Tom Clancy's Rainbow Six Extraction

Leading UX for a new AAA co-op shooter from zero

Rainbow Six Extraction was a new IP spin-off — a co-op PvE game with no prior UX language. As UX Director, I had to establish a vision coherent across HUD, menus, progression, and onboarding, while aligning a team of designers across game design, art, and production.

Defining what Extraction's UX should feel like

The first challenge: what should Extraction's UX feel like? Distinct from Siege's competitive UI, but grounded in the same brand. I led early explorations into HUD philosophy, progression readability, and the tension between co-op clarity and tactical atmosphere.

Extraction's loop went through multiple iterations as we gathered playtesters feedback and built the various gameplay systems.
Extraction's loop went through multiple iterations as we gathered playtesters feedback and built the various gameplay systems.

Setting standards and unblocking the team

As one of the founding members of the Extraction team, there was no UX playbook to inherit. I had to build standards, methodology, and review process from the ground up. The game's central mechanic made this especially critical: a unique meta-loop where players managed a roster of operators progressively contaminated across failed incursions. Delivering that experience coherently required art, audio, UI, and game design to speak the same language at every moment of the player journey. To create that shared language, I mapped the full player experience, documenting what players would see, hear, and play in each situation across the entire game. That map became the backbone of my review process and the lens through which I read user research, ensuring every discipline was pulling in the same direction.

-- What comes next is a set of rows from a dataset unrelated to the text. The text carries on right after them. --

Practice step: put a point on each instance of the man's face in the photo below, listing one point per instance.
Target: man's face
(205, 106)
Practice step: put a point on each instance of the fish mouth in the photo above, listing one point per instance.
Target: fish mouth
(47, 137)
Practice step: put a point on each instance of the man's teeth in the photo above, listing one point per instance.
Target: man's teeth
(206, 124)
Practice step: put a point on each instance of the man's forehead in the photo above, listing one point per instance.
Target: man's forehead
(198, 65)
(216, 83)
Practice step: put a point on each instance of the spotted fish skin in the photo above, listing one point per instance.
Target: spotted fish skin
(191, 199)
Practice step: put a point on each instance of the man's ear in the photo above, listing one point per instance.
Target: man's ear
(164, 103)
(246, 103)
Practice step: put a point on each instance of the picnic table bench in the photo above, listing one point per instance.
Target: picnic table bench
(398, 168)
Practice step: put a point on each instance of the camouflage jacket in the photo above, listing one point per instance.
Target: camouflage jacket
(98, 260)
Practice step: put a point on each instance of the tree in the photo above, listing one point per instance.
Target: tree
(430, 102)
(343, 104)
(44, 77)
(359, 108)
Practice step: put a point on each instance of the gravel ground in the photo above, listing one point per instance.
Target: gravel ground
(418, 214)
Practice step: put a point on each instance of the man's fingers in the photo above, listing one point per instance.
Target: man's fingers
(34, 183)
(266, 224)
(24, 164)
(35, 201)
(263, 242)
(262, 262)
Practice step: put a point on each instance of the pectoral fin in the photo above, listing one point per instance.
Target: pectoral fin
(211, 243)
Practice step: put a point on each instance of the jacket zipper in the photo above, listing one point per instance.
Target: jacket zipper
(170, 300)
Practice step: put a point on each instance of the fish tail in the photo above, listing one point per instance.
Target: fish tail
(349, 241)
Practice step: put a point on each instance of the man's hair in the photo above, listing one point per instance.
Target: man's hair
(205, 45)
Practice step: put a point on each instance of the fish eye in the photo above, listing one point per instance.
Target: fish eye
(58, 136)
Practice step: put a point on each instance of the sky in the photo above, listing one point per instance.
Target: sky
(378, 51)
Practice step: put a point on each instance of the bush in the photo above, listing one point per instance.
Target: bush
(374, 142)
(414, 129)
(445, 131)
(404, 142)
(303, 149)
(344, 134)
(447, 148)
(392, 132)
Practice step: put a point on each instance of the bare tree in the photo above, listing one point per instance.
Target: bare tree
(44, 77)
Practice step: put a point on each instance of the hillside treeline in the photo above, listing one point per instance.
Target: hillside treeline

The value of that framework became concrete during a pivotal integration review. During excursions, players needed to locate operators lost in previous failed attempts, a moment that relied on a precise combination of audio cues, UI, and voiced dialogue working in concert. In the first integration, the layers were misaligned: audio told one story, VO used different terminology than the out-of-game messaging, and players had no clear read on what was happening. I caught it through gameplay capture sessions, running the core team through builds, timestamping moments of friction, and tracking required modifications against the journey map. The map gave me an immediate diagnostic framework: I could pinpoint exactly where the multi-sensory experience had broken down and which disciplines needed to realign.

That process, map, capture, timestamp, iterate, became the standard I established for how Extraction reviewed and resolved UX issues throughout production. In a game where the meta and in-game loops were tightly coupled and the team had been assembled from multiple prior projects, having a shared artifact that every discipline could read and reference was what made coherent delivery possible. It was not just a design tool. It was the connective tissue I put in place to keep a complex, multi-disciplinary production moving forward together.

I mapped the entire flow at an high level.
I mapped the entire flow at an high level.
It never start with a pretty graph. I like to sketch out the map of the entire game as I gather aligment points across the core team.
It never start with a pretty graph. I like to sketch out the map of the entire game as I gather aligment points across the core team.

Full UX ownership on a shipped AAA title

Extraction shipped in 2022 as Rainbow Six Extraction — a full AAA co-op experience with a coherent UX system across HUD, menus, and onboarding. My first director credit on a shipped title at this scale.

All of the screens and beats are tracked for design and review at all stage of the production.
All of the screens and beats are tracked for design and review at all stage of the production.